Değerli milletvekilleri, ülkemizde kız çocukları nesiller boyunca süren eşitsizliğin gölgesinde büyüyorlar. Gelenek deniliyor, töre deniliyor, din gerekçe gösteriliyor; yok sayılıyorlar. Ne mirastan ne de eğitim hakkından yeterince faydalanamıyorlar. Çocuk yaşta evlendiriliyorlar, kendileri çocukken çocuklarını kucaklarına alıyorlar. Sizler aynı sonuçları doğuracak düzenlemelerin altına imza atmayın, ısrarla kız çocuklarını, kadınları dezavantajlı duruma düşürecek uygulamaların altına imza atmayın.

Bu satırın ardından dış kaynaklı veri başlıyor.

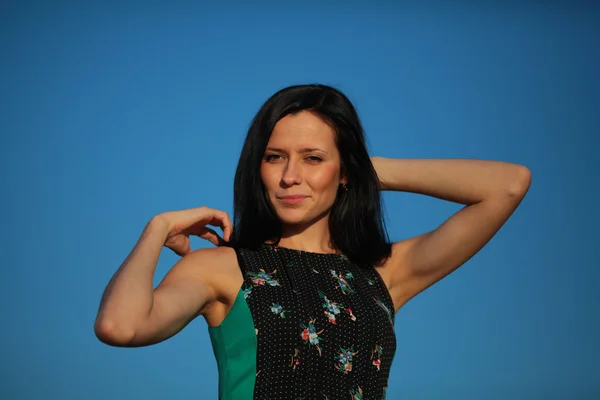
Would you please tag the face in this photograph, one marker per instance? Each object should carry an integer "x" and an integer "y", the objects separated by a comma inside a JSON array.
[{"x": 301, "y": 169}]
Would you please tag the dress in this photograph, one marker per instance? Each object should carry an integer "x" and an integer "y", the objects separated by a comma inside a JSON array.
[{"x": 305, "y": 326}]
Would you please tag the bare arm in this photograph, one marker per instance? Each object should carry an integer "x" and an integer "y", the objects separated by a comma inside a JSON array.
[
  {"x": 131, "y": 312},
  {"x": 490, "y": 191}
]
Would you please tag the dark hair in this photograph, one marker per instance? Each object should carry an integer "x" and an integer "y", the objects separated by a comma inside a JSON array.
[{"x": 356, "y": 223}]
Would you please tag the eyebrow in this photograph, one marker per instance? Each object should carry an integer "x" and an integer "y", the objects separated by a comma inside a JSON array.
[{"x": 302, "y": 150}]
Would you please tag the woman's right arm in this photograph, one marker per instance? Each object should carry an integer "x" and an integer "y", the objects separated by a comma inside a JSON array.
[{"x": 132, "y": 313}]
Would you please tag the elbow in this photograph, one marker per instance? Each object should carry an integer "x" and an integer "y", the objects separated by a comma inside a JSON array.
[
  {"x": 112, "y": 334},
  {"x": 519, "y": 183}
]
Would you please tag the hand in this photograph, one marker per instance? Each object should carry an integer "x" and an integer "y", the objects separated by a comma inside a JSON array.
[{"x": 193, "y": 221}]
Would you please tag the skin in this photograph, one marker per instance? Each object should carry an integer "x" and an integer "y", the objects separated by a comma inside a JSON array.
[{"x": 206, "y": 282}]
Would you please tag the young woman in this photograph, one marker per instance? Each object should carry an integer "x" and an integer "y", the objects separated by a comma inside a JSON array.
[{"x": 300, "y": 297}]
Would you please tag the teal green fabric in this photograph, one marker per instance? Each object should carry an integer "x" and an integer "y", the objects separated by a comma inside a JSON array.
[{"x": 234, "y": 345}]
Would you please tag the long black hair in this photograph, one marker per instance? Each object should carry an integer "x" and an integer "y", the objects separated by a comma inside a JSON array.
[{"x": 356, "y": 224}]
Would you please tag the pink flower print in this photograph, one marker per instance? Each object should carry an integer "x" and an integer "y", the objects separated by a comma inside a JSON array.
[
  {"x": 309, "y": 334},
  {"x": 277, "y": 309},
  {"x": 344, "y": 359},
  {"x": 261, "y": 278},
  {"x": 295, "y": 359},
  {"x": 356, "y": 393}
]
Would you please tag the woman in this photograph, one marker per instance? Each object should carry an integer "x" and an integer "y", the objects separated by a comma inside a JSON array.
[{"x": 300, "y": 298}]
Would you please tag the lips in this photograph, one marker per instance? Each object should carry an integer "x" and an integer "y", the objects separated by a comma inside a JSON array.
[{"x": 292, "y": 199}]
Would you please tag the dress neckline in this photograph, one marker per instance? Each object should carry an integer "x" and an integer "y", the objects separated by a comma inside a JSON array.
[{"x": 289, "y": 249}]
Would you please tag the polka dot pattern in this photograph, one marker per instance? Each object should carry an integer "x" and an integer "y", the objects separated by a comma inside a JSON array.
[{"x": 324, "y": 326}]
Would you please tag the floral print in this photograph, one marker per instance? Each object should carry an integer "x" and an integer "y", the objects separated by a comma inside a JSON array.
[
  {"x": 344, "y": 359},
  {"x": 261, "y": 278},
  {"x": 310, "y": 335},
  {"x": 314, "y": 316}
]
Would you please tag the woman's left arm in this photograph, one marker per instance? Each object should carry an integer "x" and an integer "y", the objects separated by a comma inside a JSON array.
[{"x": 490, "y": 191}]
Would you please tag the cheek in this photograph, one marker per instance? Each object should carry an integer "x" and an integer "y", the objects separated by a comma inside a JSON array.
[
  {"x": 327, "y": 177},
  {"x": 266, "y": 178}
]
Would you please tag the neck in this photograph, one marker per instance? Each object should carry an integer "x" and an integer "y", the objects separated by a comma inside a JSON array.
[{"x": 313, "y": 237}]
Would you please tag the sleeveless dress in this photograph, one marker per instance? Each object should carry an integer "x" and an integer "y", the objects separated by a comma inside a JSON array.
[{"x": 305, "y": 326}]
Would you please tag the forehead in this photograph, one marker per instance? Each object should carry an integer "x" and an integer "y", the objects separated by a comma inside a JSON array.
[{"x": 303, "y": 128}]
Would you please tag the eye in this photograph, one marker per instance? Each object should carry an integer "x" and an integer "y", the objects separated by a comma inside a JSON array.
[
  {"x": 272, "y": 157},
  {"x": 314, "y": 159}
]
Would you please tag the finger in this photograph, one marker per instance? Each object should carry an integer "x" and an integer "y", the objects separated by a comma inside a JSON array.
[
  {"x": 211, "y": 236},
  {"x": 221, "y": 219}
]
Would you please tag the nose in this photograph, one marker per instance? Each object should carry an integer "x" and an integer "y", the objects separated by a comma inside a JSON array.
[{"x": 292, "y": 174}]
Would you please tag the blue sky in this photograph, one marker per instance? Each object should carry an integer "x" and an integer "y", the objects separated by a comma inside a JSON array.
[{"x": 112, "y": 114}]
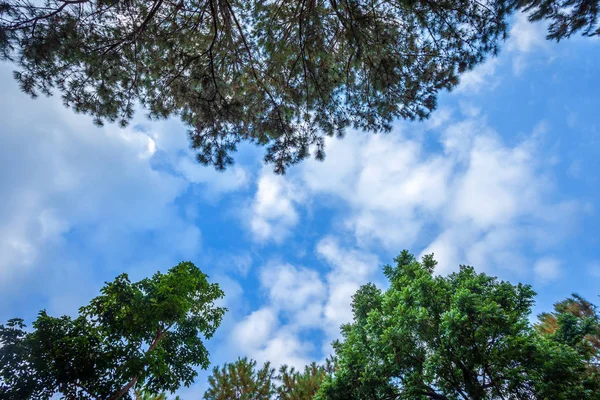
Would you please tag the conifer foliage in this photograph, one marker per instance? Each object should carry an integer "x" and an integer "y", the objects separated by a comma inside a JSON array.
[{"x": 279, "y": 73}]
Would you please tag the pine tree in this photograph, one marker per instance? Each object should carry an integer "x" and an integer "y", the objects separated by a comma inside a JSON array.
[{"x": 283, "y": 74}]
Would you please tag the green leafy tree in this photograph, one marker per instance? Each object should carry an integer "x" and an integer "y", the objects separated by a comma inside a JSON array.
[
  {"x": 575, "y": 322},
  {"x": 464, "y": 336},
  {"x": 146, "y": 333},
  {"x": 283, "y": 74},
  {"x": 241, "y": 381}
]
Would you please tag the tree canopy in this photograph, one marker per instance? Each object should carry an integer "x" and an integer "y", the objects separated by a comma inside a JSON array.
[
  {"x": 279, "y": 73},
  {"x": 241, "y": 380},
  {"x": 464, "y": 336},
  {"x": 146, "y": 334}
]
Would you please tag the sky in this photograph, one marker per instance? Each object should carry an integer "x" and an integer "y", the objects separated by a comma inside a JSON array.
[{"x": 503, "y": 177}]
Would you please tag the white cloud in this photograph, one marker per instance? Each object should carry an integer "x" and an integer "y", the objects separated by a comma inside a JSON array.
[
  {"x": 480, "y": 77},
  {"x": 260, "y": 337},
  {"x": 290, "y": 288},
  {"x": 255, "y": 329},
  {"x": 525, "y": 37},
  {"x": 477, "y": 201},
  {"x": 273, "y": 211},
  {"x": 78, "y": 197}
]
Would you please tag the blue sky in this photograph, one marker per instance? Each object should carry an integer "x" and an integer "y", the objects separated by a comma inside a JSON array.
[{"x": 504, "y": 177}]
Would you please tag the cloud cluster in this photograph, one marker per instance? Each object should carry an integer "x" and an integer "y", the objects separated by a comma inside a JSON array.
[
  {"x": 478, "y": 200},
  {"x": 81, "y": 203},
  {"x": 300, "y": 301}
]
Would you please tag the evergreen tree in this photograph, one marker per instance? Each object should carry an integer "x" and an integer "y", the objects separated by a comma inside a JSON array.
[
  {"x": 279, "y": 73},
  {"x": 146, "y": 333},
  {"x": 241, "y": 381}
]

Artık, bakın, 21'inci yüzyıldayız, devran artık böyle dönmüyor, suyun akışını tersine çeviremezsiniz, döndüremezsiniz. Ülkenin yarısını yok sayarak ayakta durabilmiş, varlığını sürdürebilmiş tek bir ülke yok dünyada. O yüzden, bunun size bir şey anlatması lazım ve bundan sonraki iktidar politikalarını da buna göre değerlendirmemiz lazım. Bakın, diyoruz ki: "Aile bütünlüğü, aile bütünlüğü..." E, bir yandan, "aile bütünlüğü, aile bütünlüğü" diyoruz ama şu an eş durumundan tayin bekleyen, atamasını bekleyen binlerce öğretmen var gerçekten, on binlerce memur var; bunlara kör, sağırız. OHAL bahanesiyle binlerce, on binlerce insanı işinden, ekmeğinden ettiniz, hepsinin yuvası yıkıldı, evlilikleri dağıldı ama bunları umursamıyorsunuz.
BÜLENT TURAN (Çanakkale) - Yapılıyor, yapılıyor.
CANDAN YÜCEER (Devamla) - Ama muhakkak ki biraz önce de ifade ettiğim gibi, o sağır kulaklarınız bunları eninde sonunda duyacaktır.